Stephen Shankland, a technology journalist, wrote an August 2010 article for CNet.com regarding the development of emotion recognition technology, which would enable computers to detect what the user is feeling in real time.
The World Wide Web Consortium (the organization which standardizes many Web technologies) is attempting to standardize and formalize emotional states using a vocabulary that computers can handle. This vocabulary is called Emotion Markup Language (EmotionML) and is “designed to provide a more sophisticated alternative to smiley faces and other emoticons…to improve communications between people and computers.”
The engineers behind EmotionML argue that the technology they are developing would avoid any ambiguity in the ways people interact online. Shankland quotes Mark Schroeder, editor of the EmotionML standard, who uses several examples of situations where this technology would be useful: “avatar faces could depict what the person behind them is feeling, the play intensity of computer games could be adjusted based on the player’s reactions, and customer service representatives would be able to tell when their customer is upset”.
However, even Schroeder admits that there are shortcomings in emotion recognition technology, including erroneous readings, which could do more harm than good. This technology is designed to “improve communications,” yet there seems to be the possibility of a large margin of error. Even humans have a difficult time deciphering one another’s emotions, so how can someone program a computer to recognize them accurately? While this sort of technology could be developed to be accurate in reading human emotions a good percentage of the time, but when programming a machine that is designed to do something even humans have trouble with, it’s hard not to question whether or not the margin of error is worth having this technology. Do you think the general public would benefit from using EmotionML?

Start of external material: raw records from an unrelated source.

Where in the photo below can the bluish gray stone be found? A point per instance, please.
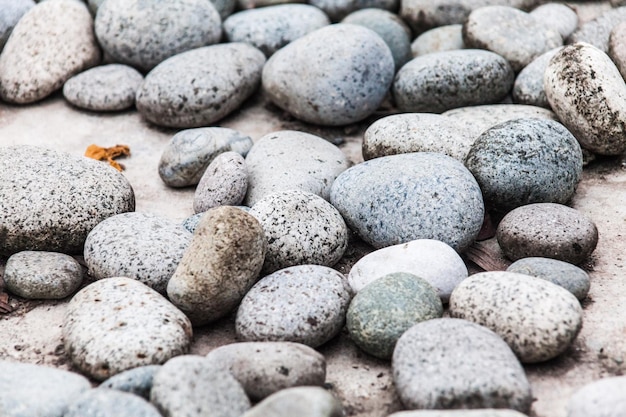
(399, 198)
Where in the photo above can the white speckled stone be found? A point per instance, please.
(119, 323)
(538, 319)
(305, 304)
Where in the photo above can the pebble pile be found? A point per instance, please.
(493, 104)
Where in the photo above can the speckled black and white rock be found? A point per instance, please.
(188, 154)
(547, 230)
(305, 79)
(279, 365)
(119, 323)
(398, 198)
(441, 81)
(220, 265)
(564, 274)
(106, 88)
(538, 319)
(602, 398)
(301, 228)
(450, 363)
(288, 160)
(430, 259)
(54, 199)
(201, 86)
(224, 183)
(382, 311)
(28, 390)
(526, 161)
(143, 33)
(272, 27)
(305, 304)
(192, 386)
(141, 246)
(587, 92)
(42, 275)
(44, 50)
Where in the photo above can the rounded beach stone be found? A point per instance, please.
(119, 323)
(54, 199)
(305, 79)
(224, 183)
(587, 92)
(547, 230)
(441, 81)
(44, 50)
(449, 363)
(201, 86)
(42, 275)
(564, 274)
(399, 198)
(272, 27)
(220, 265)
(188, 154)
(432, 260)
(292, 160)
(143, 33)
(538, 319)
(382, 311)
(279, 365)
(105, 88)
(526, 161)
(305, 304)
(192, 386)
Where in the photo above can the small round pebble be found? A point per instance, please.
(547, 230)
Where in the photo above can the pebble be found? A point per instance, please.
(301, 228)
(288, 160)
(526, 161)
(279, 365)
(450, 363)
(511, 33)
(382, 311)
(305, 79)
(220, 265)
(587, 92)
(201, 86)
(140, 246)
(189, 153)
(395, 199)
(116, 324)
(28, 390)
(106, 88)
(42, 275)
(44, 50)
(305, 304)
(564, 274)
(539, 320)
(224, 183)
(441, 81)
(547, 230)
(54, 199)
(143, 33)
(192, 386)
(272, 27)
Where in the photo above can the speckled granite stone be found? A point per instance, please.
(450, 363)
(54, 199)
(305, 304)
(201, 86)
(119, 323)
(538, 319)
(279, 365)
(547, 230)
(220, 265)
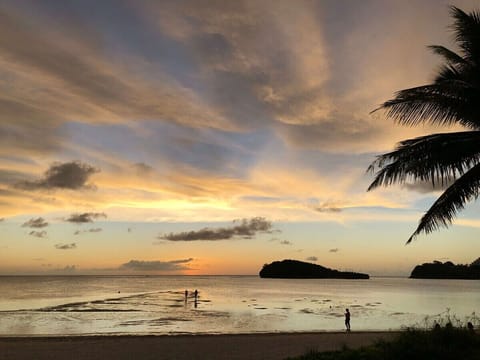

Furthermore, the engineers that are building the technology in their systems are going by the very general categories of happy, angry, and sad. Research has shown that there are seven basic universal emotions: anger, disgust, contempt, fear, happiness, sadness, and surprise. These emotions are expressed by people all around the world in the same way. Because of this, a computer could quite easily be programmed to detect these emotions. However, there are other emotions that are not expressed the same way all across the board: guilt, pride, love, shame, etc. Because of this, the engineers behind Emotion ML can’t even agree on one vocabulary to use for representing emotions. Therefore, EmotionML is being designed to provide a set of ‘recommended vocabularies,’ and the user must state which vocabulary set they would like to use.
However, if this technology could be implemented in an effective way, it could be helpful in some situations. It would be much easier to convey emotions while instant messaging, for example, since it can be difficult at times to differentiate a joke from a serious statement. Many companies have live customer service online, and it would be so much easier for the customer to convey just how upset they may be. The world of video games would change drastically if games could be programmed to adjust based on the player’s reactions. Furthermore, this technology could be utilized to make law enforcement more effective when they are interviewing a suspect.
Is it really a good idea for the person behind the screen to know every single emotion you are feeling? What about online advertisements? Could a company read your every emotion, and thus cater their advertising to your mood? It would feel a bit like “Big Brother” watching over each computer user, and most people seem to prefer more privacy during online interactions. Do you think the benefits outweigh these negatives?
I think the technology holds promise but I think like many new “shiny” things, it’s most likely to be misused or abused entirely. I liken it to the “lens-flare” effect that was developed and popularized almost to complete extinction back in the early 1990’s when it was used in virtually every piece of marketing or computer-generated graphics and video.
I think the appropriate application for this technology in its early stages is in the entertainment arena. For example, if a video game misinterprets your mood and alters your gameplay negatively, who cares? Just reload or wait 20 seconds for it to make another adjustment. It may get your expression of emotion wrong now and then, but the ever-increasing look of anger of frustration where it shouldn’t fit unless it was wrong should only get easier and easier for a computer to register correctly. All that would be required would be an intelligent algorithm that says “hey, this emotion doesn’t fit with the adjustment we made. Let’s take it as this user hitting ctrl-z and start rolling back the changes we’ve made.” This also allows an easy market in which to test and hone different “emotion interfaces” and see what’s effective with users and what’s ineffective with them. Sort of the same way that real-time 3D acceleration methods were developed, tested, adapted, and finally widely accepted or discarded.
The only other appropriate early-adoption arena I can see is where it would be used simply to augment or back up well-tested existing techniques, such as something a truth wizard or highly skilled psychologist or interviewer would tell you. If the system can reliably return very similar or the same results that a highly skilled human being does, then maybe you’re ready to take it to the next level, but until then, its use remains a liability.
The last place I would want to see it is in customer service, where a customer service representative is probably going to detect the customer’s anger or frustration level more quickly by the words and tone of voice of the customer– unless this would just open that kind of work up to more autistic or otherwise emotionally disabled people or something.
It really should target very high stakes (international espionage level), entertainment, or disabilities first and foremost. Only after it’s been well tested and valid uses found from those should it begin to make its way elsewhere. I think anything else in its infancy is likely to be a misguided application.